US API Endpoint are unreachable
Incident Report for Nylas
Postmortem

On 31st January and 1st February we posted this incident on our status page (https://staus.nylas.com/)..) At first it looked like our endpoints were unreachable but they were actually experiencing increased latency and timeouts. On 31st January we believed we had solved the issue, but that returned again once our "quiet period" that night was over and normal business day traffic returned. Over the multiple hours of the incident, our minute-by-minute logs show that there were only a handful of times, lasting for several minutes each, where the latency had reached the level of completely unreachable (meaning greater than 30 seconds at the P90 level). We are creating new guidelines internally around how we name each incident. We fully realize, however, that any period of "unreachable" is longer than ideal for our customers and their end users.

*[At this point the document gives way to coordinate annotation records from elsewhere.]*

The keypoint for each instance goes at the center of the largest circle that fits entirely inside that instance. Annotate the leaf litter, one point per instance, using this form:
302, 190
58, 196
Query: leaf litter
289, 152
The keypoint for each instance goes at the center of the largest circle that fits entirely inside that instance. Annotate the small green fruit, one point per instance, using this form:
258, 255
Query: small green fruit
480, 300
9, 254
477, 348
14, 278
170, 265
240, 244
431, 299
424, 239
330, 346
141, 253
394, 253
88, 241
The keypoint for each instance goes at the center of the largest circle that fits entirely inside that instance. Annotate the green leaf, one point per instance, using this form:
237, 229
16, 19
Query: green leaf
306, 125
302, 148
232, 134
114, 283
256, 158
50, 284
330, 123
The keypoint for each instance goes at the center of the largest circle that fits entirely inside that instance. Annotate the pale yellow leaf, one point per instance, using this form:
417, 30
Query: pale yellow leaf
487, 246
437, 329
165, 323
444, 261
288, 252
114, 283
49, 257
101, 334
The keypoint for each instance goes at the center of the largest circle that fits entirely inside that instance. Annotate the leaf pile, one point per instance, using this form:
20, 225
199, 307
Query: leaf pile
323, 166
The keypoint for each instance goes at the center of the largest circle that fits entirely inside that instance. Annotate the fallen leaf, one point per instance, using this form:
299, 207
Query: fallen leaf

Root Cause Analysis (RCA):
The root cause of the high API latencies was a misconfiguration of the AWS Elastic Kubernetes Service [EKS] coreDNS on our AWS clusters. This coreDNS is responsible for handling the resolution of domain names to IP addresses within our infrastructure.Unfortunately, although our clusters were properly configured to autoscale based on demand, the configuration recommended by AWS, and pre-configured by default, resulted in the coreDNS hitting the upper limits of AWS EKS Virtual Private Cloud [VPC] limitations on its virtual network card, causing the latencies. Due to the lack of sufficient documentation from Amazon regarding EKS coreDNS configuration limits, there was almost no way Nylas could have foreseen this limitation to avoid it. Although we found evidence of other enterprise AWS customers being "stung" by this limitation, and even a Blog Post by AWS themselves, they still have not updated their default configuration nor their documentation with any warnings about this limitation. The fact that AWS knows that this might happen, and has still not made changes, highlights just how rare an occurrence hitting these particular limits is in production, even with their own largest customers.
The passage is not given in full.